After  lunch at the perfectly located Fingle Bridge Inn we spent the afternoon listening to presentations on (and discussing issues related to) the Dartmoor Way (cycle route, with plans in hand for a revised walking route),  the recently relaunched  Two Moors Way, the new long-distance bridleway (Cookworthy Forest to Meldon, north Dartmoor) the Pegasus Trail, and the Wray Valley Trail (a multi-use trail which, when complete, will run from Bovey Tracey to Moretonhampstead). A very interesting and rounded day, looking at many aspects of user access on and around Dartmoor.

Last week three members of the Moor than meets the eye Landscape Partnership Community Stakeholders Group (honestly!) enjoyed a day out with scheme manager Mark Allott. Our day started somewhere I have always wanted to visit – DNPA’s Conservation Works HQ at the former station yard in Bovey Tracey. Here we met Head of Conservation Works Jon Stones and his two apprentices, Ben and Leo (part funded by the MTMTE scheme). The next intake of DNPA apprentices is due at the end of the year.
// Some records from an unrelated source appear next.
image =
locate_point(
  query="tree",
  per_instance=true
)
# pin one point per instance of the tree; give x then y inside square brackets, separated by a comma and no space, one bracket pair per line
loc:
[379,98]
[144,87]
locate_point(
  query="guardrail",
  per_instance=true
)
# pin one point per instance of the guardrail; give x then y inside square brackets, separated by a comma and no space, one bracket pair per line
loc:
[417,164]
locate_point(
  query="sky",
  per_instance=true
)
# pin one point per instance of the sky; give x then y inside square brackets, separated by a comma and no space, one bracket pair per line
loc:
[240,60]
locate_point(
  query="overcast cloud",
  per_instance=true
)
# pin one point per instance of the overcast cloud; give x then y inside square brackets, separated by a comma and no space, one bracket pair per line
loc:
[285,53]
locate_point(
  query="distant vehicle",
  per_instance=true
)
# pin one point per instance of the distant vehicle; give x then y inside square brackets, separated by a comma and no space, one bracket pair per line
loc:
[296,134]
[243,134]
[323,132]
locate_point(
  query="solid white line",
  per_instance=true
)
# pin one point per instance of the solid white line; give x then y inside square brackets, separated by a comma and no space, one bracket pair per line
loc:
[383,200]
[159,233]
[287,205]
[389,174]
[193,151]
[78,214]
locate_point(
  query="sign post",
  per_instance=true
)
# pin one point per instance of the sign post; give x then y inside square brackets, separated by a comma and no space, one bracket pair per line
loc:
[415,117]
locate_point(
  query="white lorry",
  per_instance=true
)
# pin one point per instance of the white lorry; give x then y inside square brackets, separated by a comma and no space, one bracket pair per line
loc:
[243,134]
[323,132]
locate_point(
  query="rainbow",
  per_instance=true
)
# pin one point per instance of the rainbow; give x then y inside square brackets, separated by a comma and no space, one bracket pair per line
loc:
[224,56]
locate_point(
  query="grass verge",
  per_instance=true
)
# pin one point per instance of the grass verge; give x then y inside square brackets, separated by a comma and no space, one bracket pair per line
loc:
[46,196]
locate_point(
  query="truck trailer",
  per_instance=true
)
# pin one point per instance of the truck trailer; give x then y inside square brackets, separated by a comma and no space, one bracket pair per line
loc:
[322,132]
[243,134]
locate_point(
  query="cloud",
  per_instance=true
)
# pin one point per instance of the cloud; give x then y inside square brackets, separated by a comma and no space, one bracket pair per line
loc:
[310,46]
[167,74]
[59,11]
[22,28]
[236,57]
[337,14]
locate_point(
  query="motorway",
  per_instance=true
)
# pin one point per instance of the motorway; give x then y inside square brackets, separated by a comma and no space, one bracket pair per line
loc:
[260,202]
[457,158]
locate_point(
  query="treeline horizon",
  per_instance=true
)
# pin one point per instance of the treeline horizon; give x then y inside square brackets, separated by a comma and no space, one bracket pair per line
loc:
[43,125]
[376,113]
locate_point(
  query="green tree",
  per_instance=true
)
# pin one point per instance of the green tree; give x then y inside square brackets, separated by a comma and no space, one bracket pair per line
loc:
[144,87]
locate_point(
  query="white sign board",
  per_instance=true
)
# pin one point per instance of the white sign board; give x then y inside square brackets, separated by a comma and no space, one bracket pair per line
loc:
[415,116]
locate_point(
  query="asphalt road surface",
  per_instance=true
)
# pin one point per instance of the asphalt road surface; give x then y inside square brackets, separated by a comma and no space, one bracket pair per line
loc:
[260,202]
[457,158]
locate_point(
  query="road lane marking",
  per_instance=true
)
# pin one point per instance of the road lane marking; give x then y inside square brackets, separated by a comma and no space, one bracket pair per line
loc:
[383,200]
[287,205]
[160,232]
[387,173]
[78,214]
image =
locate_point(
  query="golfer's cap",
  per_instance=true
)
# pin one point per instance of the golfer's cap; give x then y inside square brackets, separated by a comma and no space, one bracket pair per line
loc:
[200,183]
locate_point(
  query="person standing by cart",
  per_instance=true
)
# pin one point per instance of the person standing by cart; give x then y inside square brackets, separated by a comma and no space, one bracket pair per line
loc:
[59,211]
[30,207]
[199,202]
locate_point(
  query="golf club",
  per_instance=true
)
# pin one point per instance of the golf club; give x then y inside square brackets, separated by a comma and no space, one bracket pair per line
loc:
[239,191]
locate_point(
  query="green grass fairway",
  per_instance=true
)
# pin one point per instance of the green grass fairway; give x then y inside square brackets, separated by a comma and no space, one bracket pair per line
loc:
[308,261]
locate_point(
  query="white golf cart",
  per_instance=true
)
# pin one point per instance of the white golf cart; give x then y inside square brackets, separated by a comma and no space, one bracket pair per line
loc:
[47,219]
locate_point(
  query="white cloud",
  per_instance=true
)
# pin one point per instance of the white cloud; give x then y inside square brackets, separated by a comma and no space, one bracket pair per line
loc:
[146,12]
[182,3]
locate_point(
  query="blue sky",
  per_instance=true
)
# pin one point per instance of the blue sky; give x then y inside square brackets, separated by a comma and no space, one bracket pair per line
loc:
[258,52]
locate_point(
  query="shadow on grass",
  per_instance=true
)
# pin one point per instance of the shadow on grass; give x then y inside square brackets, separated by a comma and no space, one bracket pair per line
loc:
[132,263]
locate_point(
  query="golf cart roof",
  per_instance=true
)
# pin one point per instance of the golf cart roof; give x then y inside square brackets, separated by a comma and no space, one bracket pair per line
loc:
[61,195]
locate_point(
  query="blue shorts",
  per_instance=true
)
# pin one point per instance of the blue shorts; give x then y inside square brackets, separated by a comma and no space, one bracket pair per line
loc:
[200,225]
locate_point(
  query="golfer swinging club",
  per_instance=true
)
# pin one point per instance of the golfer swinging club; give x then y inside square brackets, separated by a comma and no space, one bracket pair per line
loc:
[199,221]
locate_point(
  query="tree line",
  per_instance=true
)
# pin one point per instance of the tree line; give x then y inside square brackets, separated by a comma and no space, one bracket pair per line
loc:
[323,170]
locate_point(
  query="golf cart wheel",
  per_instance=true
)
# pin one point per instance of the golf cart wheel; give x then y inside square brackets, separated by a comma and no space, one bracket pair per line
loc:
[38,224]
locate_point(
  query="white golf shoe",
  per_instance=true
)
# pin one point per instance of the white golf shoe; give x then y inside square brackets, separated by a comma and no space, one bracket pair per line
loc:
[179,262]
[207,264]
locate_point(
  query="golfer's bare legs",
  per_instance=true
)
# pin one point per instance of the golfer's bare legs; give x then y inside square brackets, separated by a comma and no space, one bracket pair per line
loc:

As a great lover of all things ‘signposty’ it was good to see Leo midway through creating a new fingerpost – and many finished ones propped up in the yard, waiting to be installed! The team covers a vast range of work on the Dartmoor – ‘everything from re-puttying windows to strimming banks to making signposts and felling trees’ – and it was good to be able to chat to two enthusiastic apprentices who are clearly enjoying their training and gaining a great range of skills to set them up for future employment.

Next we stopped at the middle Trendlebeare Down car park, with its stunning views over the wooded Bovey Valley. Here work has been carried out to prevent the encroachment of parking on the open moor (bunds have been established around the car park perimeter): a practical solution to managing problems associated with increasing numbers of visitors to the moor’s most popular spots.

Opposite the car park a new access path is being constructed by MTMTE volunteers into the top of Yarner Wood, to link with a new multi-use trail leading to the reservoir (clearly visible on OS OL28) and new bird hide, providing opportunities to watch species in a different habitat from the rest of the NNR at Yarner.

A lovely walk across the common took us to our next destination, Buckland Beacon, to view the newly restored Ten Commandments Stones, originally carved in 1928 under instruction of the Lord of Buckland, Mr William Whitely of Wellstor. Here we met Guy and Annie Hillhouse from Buckland-in-the-Moor, who lead the restoration initiative within the MTMTE Parishscapes project (with funding too from the DNP Communities Fund). The perfect spot for a picnic on a warm and sunny autumn day – and oh! so much delicious cake!

We then dropped down to Widecombe to meet David Ashman from the Widecombe History Group, who showed us a number of new informative interpretation panels that have been installed around the village and inside St Pancras Church, linking with a new leaflet about the village. This falls within the ‘Discover the Dartmoor story’ Parishscapes initiative. David told us about plans to install a ‘rubbing’ trail around the village (seven posts bearing an embossed motif on the top, for people – in particular children – to collect).

Our last stop of the day was the DNP Visitor Centre at Haytor, where MTMTE’s Chrissy Mason updated us on plans to develop a wildlife hub there, with interpretation panels on local wildlife and birds, focusing on an area of rhos pasture that lies just behind the centre. And Fiona Freshney, MTMTE’s new Moorland Bird Advisor, talked to us about some early indications regarding species health and population density derived this summer’s moorland bird survey. She also – very interestingly – talked about the relative merits of cattle and ponies as conservation grazers – it was good to hear that ponies come out on top!

I ended the day suffering from a degree of information overload, and it’s been a useful (if lengthy!) exercise writing this blog post and trying to get my thoughts in some sort of order! Thanks to Mark and members of the MTMTE team for a fascinating day out.